Procrastinate procrastinating. Just put it off. You have better things to do.
Every day when I get up, I make coffee. And after I’ve had a few sips, I look at my to-do list. Then I take a few more sips of coffee and look at my list again. It’s pretty overwhelming on a good day and honestly borderline terrifying on a bad day.
But it’s there for a reason. Obviously, in business, your to-do list is money. But it’s also your reputation. It’s what your clients expect you to do – what you’ve promised you’d do.
So why, then, is it so hard to check things off? Why is it so easy to procrastinate? Because some tasks are easier than others; more fun than others; more appealing, for any number of reasons, than others, and the ones that are more appealing get done first – because that’s human nature – and you can then pat yourself on the back and say “look at all the little things I got done today,” while deep down inside you’re not happy with yourself because you still procrastinated by not starting the big scary project that’s been bouncing around your list all week…

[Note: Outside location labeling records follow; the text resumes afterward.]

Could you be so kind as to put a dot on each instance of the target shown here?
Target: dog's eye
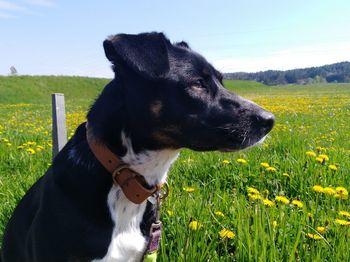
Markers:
(198, 84)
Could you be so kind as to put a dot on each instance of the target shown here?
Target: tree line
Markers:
(334, 73)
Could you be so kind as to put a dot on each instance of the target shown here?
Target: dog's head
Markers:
(173, 98)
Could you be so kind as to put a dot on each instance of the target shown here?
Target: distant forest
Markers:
(334, 73)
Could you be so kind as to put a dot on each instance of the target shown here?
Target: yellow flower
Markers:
(333, 167)
(318, 189)
(252, 190)
(321, 230)
(297, 203)
(268, 202)
(319, 159)
(341, 191)
(286, 175)
(242, 161)
(313, 236)
(329, 191)
(310, 153)
(274, 224)
(271, 169)
(342, 222)
(219, 213)
(264, 164)
(30, 151)
(344, 213)
(225, 233)
(194, 225)
(324, 157)
(255, 197)
(188, 189)
(282, 199)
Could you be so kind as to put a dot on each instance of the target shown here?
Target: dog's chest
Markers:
(127, 242)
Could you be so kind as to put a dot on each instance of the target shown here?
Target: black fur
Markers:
(162, 96)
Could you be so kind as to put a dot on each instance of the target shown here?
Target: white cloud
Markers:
(8, 6)
(292, 58)
(44, 3)
(6, 15)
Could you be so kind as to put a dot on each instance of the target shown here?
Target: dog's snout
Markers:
(267, 120)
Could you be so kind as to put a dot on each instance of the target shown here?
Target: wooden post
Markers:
(59, 131)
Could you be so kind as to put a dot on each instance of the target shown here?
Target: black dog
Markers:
(164, 97)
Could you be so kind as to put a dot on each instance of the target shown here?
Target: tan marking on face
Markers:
(156, 108)
(163, 138)
(173, 129)
(206, 72)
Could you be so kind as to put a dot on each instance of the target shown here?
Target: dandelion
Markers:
(286, 175)
(333, 167)
(341, 193)
(268, 202)
(30, 151)
(274, 224)
(313, 236)
(188, 189)
(321, 230)
(264, 164)
(252, 190)
(310, 216)
(319, 159)
(342, 222)
(225, 233)
(219, 214)
(242, 161)
(282, 199)
(310, 153)
(324, 157)
(297, 203)
(255, 197)
(318, 189)
(194, 225)
(271, 169)
(329, 191)
(344, 213)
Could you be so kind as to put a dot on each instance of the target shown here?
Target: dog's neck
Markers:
(152, 164)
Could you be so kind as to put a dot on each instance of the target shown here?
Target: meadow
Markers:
(284, 200)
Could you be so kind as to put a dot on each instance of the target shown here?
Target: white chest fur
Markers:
(128, 243)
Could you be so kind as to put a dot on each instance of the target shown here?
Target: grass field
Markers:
(286, 200)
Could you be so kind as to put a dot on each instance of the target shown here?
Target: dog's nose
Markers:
(267, 120)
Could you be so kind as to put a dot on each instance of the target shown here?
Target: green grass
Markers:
(309, 118)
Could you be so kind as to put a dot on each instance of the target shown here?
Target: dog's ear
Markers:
(183, 44)
(145, 53)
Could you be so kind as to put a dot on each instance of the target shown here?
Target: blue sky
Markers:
(60, 37)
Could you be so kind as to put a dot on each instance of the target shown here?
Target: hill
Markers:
(38, 89)
(333, 73)
(81, 90)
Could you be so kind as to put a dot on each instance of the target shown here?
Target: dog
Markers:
(164, 97)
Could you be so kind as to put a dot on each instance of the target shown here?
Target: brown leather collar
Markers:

I do that. We all do. And there’s a word for it: “avoidance.”
Avoidance isn’t healthy in any relationship, including business. It leaves too many things undone, unsaid, unresolved. And in my world of running my own agency single-handedly, avoiding any issue must mean one thing: I’m scared to do it.
“I’m scared to do it.” Those are words I don’t believe apply to me in the slightest. Now, don’t get me wrong – I’m not trying to be an egomaniac here. I screw things up. I’ve had to eat crow (and budgets.) But entertaining a line of thinking that I can’t do something because I’m afraid of it serves no purpose. It means I must think I’m not good enough, talented enough, or creative enough to do it. And the more we tell ourselves, either literally or figuratively through our own avoidance, that “we’re not good enough” – sooner or later, your mind starts to believe it. Nip that behaviour in the bud. It’s bull.I’ve recently taken my own advice to heart and started forcing myself to procrastinate my own procrastination. I’ll put off the time wasting, the social media, the office chit chat, and the “well, that’s an easier task so I’ll start with that one” until I’ve done at least one of the major items on my list for the day. And guess what I’ve learned: Not only am I getting things done, I’m getting them done with a sense of honest accomplishment with results that I can be proud of.

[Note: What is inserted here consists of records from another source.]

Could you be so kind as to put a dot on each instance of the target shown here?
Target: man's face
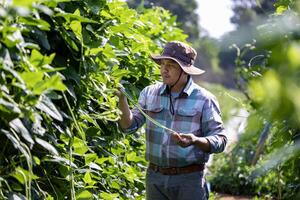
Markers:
(170, 71)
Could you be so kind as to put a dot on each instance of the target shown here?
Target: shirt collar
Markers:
(190, 86)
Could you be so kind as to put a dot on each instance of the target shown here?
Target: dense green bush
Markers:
(60, 64)
(266, 160)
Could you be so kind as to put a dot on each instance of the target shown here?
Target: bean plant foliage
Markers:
(266, 161)
(61, 62)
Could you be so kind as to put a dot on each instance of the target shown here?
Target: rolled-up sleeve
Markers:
(138, 117)
(212, 126)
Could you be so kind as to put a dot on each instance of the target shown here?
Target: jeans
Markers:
(189, 186)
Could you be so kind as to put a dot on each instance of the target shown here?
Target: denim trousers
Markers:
(189, 186)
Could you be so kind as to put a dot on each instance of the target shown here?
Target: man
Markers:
(176, 158)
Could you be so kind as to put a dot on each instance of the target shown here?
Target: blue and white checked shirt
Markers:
(196, 111)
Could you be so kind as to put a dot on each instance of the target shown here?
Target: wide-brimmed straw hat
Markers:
(181, 53)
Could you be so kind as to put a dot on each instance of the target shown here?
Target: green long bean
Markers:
(146, 116)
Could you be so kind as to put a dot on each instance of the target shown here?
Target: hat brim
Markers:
(189, 69)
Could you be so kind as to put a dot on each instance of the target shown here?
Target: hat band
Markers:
(178, 55)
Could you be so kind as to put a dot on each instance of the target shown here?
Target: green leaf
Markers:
(132, 157)
(88, 179)
(84, 195)
(16, 196)
(39, 23)
(38, 60)
(95, 5)
(22, 175)
(47, 146)
(31, 79)
(79, 146)
(45, 104)
(90, 157)
(23, 2)
(18, 126)
(109, 196)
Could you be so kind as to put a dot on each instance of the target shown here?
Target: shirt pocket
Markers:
(187, 121)
(154, 111)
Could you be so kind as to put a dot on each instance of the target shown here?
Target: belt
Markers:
(177, 170)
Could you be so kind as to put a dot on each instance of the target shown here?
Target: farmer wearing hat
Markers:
(176, 158)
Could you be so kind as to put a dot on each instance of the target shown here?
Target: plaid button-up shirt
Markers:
(196, 111)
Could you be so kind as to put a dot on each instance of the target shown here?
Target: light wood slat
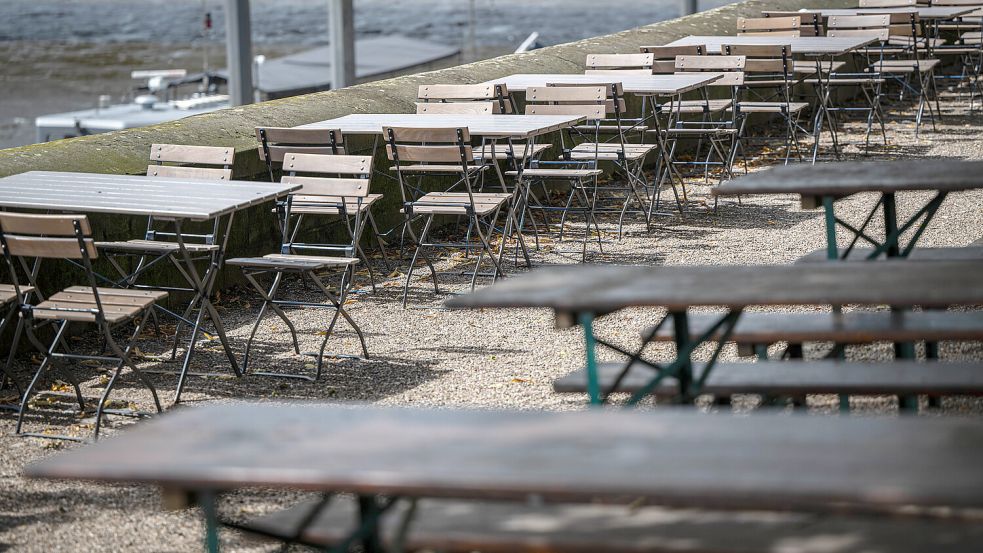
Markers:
(203, 155)
(807, 45)
(493, 126)
(619, 61)
(431, 154)
(432, 135)
(780, 461)
(133, 195)
(189, 172)
(457, 92)
(924, 12)
(295, 136)
(456, 108)
(661, 85)
(49, 225)
(317, 163)
(321, 186)
(60, 248)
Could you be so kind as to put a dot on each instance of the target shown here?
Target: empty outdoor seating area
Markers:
(719, 294)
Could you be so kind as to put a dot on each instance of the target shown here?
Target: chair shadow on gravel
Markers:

And now when I get through my “big tough list” and can focus on the little things, I’m finding I can fly through those to move on, with excitement and renewed creativity, to the next big thing on my list. Getting through my workload has started to become something I look forward to now because rather than seeing it as an unending list of “to-do’s,” it’s become a list of all the ways I get to be creative today. And all the ways I get to learn, one to-do item at a time, just what I’m capable of. And that makes me want to push even harder.
So if you’re struggling with procrastinating the things on your own to-do list (and have a Mac), I’d recommend checking out a snazzy little app called Things, from the smart people at Cultured Code . I use it every day to manage my tasks. It syncs my desktop, my iPhone, and my iPad flawlessly and has a really small learning curve. And most importantly, it’s forgiving and doesn’t nag. (If you’re looking for something more powerful, check out Asana.)
You should also check out these 7 “Not so Obvious” Habits to Maximize your Productivity from the wizards at lefthack.org. A few weeks following these guidelines and you’ll find you’re not only getting more done, you’re also finding time to reward yourself for all of your hard work.
So put off that procrastination. It’s worth it.